Is It Worth Clear Coating over Opaque Finishes?

Applying a clear topcoat over a pigmented conversion varnish has advantages and drawbacks. November 15, 2011

I have always primed with a conversion primer, then sanded and topped with a conversion paint (pigmented conversion varnish). I know some people will take the extra step of sanding the paint, then clear coating over it. What are the advantages of this? I am trying to decide if it is worth the extra time and money.

Forum Responses
(Finishing Forum)
From contributor C:
A clear coat will help protect the color, like they do on cars now. I would do it. The only thing to watch for would be your mil thickness. It is easier to fix clear than color.

From contributor P:
A clear coat that's not totally clear will shift the color a bit. A clear coat that yellows over time will do the same thing. Can be very noticeable on white finishes.

A clearcoat helps protect against coining, the dark discoloration you can get by dragging a coin or other metal object across the finish. That said, I only do it when there's a glaze.

From contributor R:
I've given it up, except when there is a glaze. You know what sucks? Having this beautiful paint job and then going to clear coat it and you find a piece of blue fuzz from your shirt, a hair, etc. - stuff that you'd never see in a stain or just a paint, but when you clear coat over, it's like taking a paint job and then putting a magnifying glass x10 over it. I got tired of dealing with that on every 1 out of 25 doors.

From contributor L:
I gave it up too. Extra work that is likely not getting paid for. I have been told time and time again by my rep that it is mostly a wasted step to do the clear coat on a paint job that isn't getting a premium dollar amount. After a while, I agreed. It does work though. If you will be compensated for it, do it. Eliminates the coining and makes touch up a bit easier.

From contributor M:
Used to do this, but stopped. Like contributor P said, it can discolor your paint or cause yellowing that may not have happened otherwise. I figure if the clear coat gets abused, you still have to fix that, so what's the difference? Plus it adds expense and another chance for a finish problem to occur. Since we do operable louver shutters we find the extra thickness created by additional finish coats can cause problems with our tolerances, but probably does not matter with cabinetry.

From contributor S:
I have not done this yet, but was wondering if I should to help with coining and such.

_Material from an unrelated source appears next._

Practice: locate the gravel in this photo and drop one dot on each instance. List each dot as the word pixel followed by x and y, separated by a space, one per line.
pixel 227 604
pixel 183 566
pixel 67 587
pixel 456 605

After getting done with a pigment job and everything coming out perfect, it's hard to weigh the risk of then shooting a clear over a perfect pigment job. Shooting a perfect pigment job is 50/50, so why risk the extra step? A 100% flawless pigment job on a high end custom is a work of art by itself.

From contributor J:
I have my primer tinted, then spray clear conversion varnish over the primer. No extra work. 2 coats primer, 1 coat clear.

From contributor S:
I would have to prime 3-4 times. 4 times most likely. When sanding the second coat, you don't have light spots where you can see through the primer?

From contributor J:
I prime, fill any voids/marks/pin holes, sand, prime, sand, clear. I use Valspar post cat primer, and Valspar Ultraguard conversion varnish.

From the original questioner:
I talked to my sales rep a few years ago about clearing over primer, and he advised against it. He said primers don't hold their color like pigmented topcoats do. He said the primers will yellow in time. This was an ML Campbell rep, so I can't speak for Valspar, but you might want to look into it, if you haven't already.

From contributor L:
Primer colors are not blended for color match and can vary from can to can. You can box them to get a consistent color for one job but you can't guarantee the next will be the same color. I use MLC products and the rep has never said anything about yellowing of the primer.

I know a few finishers that use this technique and have never seen a problem with it. The colors are not as full as when you use a true pigmented paint.

From contributor JC:
I used to use MLC, and you're correct. They are not controlled for tint strength. The Valspar primer I use is non-yellowing and is considered tint strength. A lot of the MLC products still contain nitrocellulose. Even Krystal, which they say is non-yellowing, contains a small amount of nitrocellulose and will shift color over time (mind you it will be very little and probably not even noticeable).